Erste Hilfe am Berg - RUM-BAP-SAU-DIWAN

RUM - BAP --> SAU - DIWAN

(Bild © Outdoorschule Süd e.V.)RUM:
Auf den ersten Blick versucht man die Risiken der Notfallsituation wahrzunehmen; evtl. ist die verunglückte Person aus einem akuten Gefahrenbereich zu retten. Dann versucht man anhand der Analyse des Umfeldes bzw. Rekonstruktion des Unfallherganges auf mögliche Ursachen der Verletzung und der Verletzungsschwere zu schließen. Sofort beginnt ein gutes Unfall-Management durch effektive Koordination der Rettung und sofortige Notrufabsetzung.

BAP-Funktionen:
Jetzt beginnt die medizinische Versorgung mit einem Check der lebenswichtigen Vitalfunktionen wie Bewusstsein, Atmung und Puls.

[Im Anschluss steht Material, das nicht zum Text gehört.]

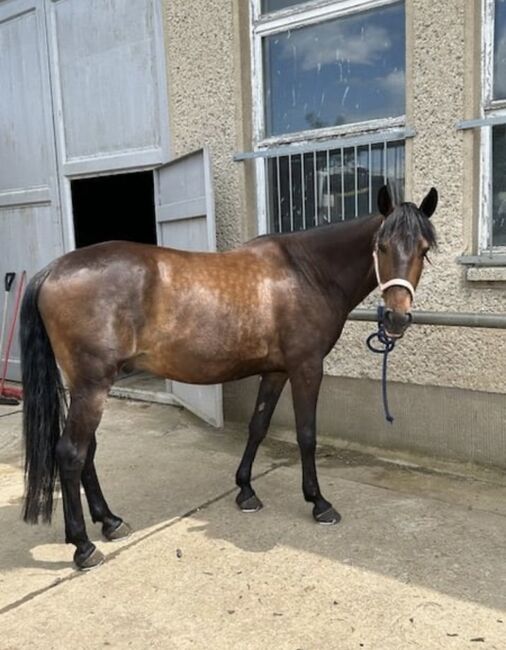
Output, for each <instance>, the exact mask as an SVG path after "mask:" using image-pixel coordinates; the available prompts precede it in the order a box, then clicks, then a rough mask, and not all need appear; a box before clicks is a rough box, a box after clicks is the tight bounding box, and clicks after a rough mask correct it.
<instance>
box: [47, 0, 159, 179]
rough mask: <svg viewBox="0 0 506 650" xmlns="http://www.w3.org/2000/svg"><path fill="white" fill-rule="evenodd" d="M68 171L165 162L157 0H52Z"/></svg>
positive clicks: (59, 124) (58, 123)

Bei Ausfall einer BAP-Funktion ist sofortiges Handeln erforderlich:

  • Bei Bewusstlosigkeit mit normaler Atmung gehört der Patient in die stabile Seitenlage
  • Bei Bewusstlosigkeit und nicht normaler Atmung ist Herz- Lungenwiederbelebung erforderlich
Auch wenn Bewusstsein, Atmung und Puls vorhanden sind, kann bei entsprechender Veränderung dieser Vitalfunktionen ein SAU-gefährlicher Notfall vorliegen, der dann vorrangig versorgt werden muss.

SAU-gefährlich:
Daneben gilt es weitere lebensbedrohliche Zustände wie Schock, Atemstörung und Unterkühlung schnell zu erkennen und zu behandeln.

DIWAN:
Sind die ersten beiden Teile des Prioritätenschemas abgearbeitet, kann in aller Ruhe eine koordinierte Durchführung weiterer wichtiger - jedoch nicht mehr lebensrettender - Punkte erfolgen, z.B. Detailuntersuchung, Immobilisierung, Wundversorgung, Abtransport oder Notfallcampeinrichtung.

Fazit:
RUM - BAP --> SAU - DIWAN optimiert den Ablauf einer Rettungsaktion.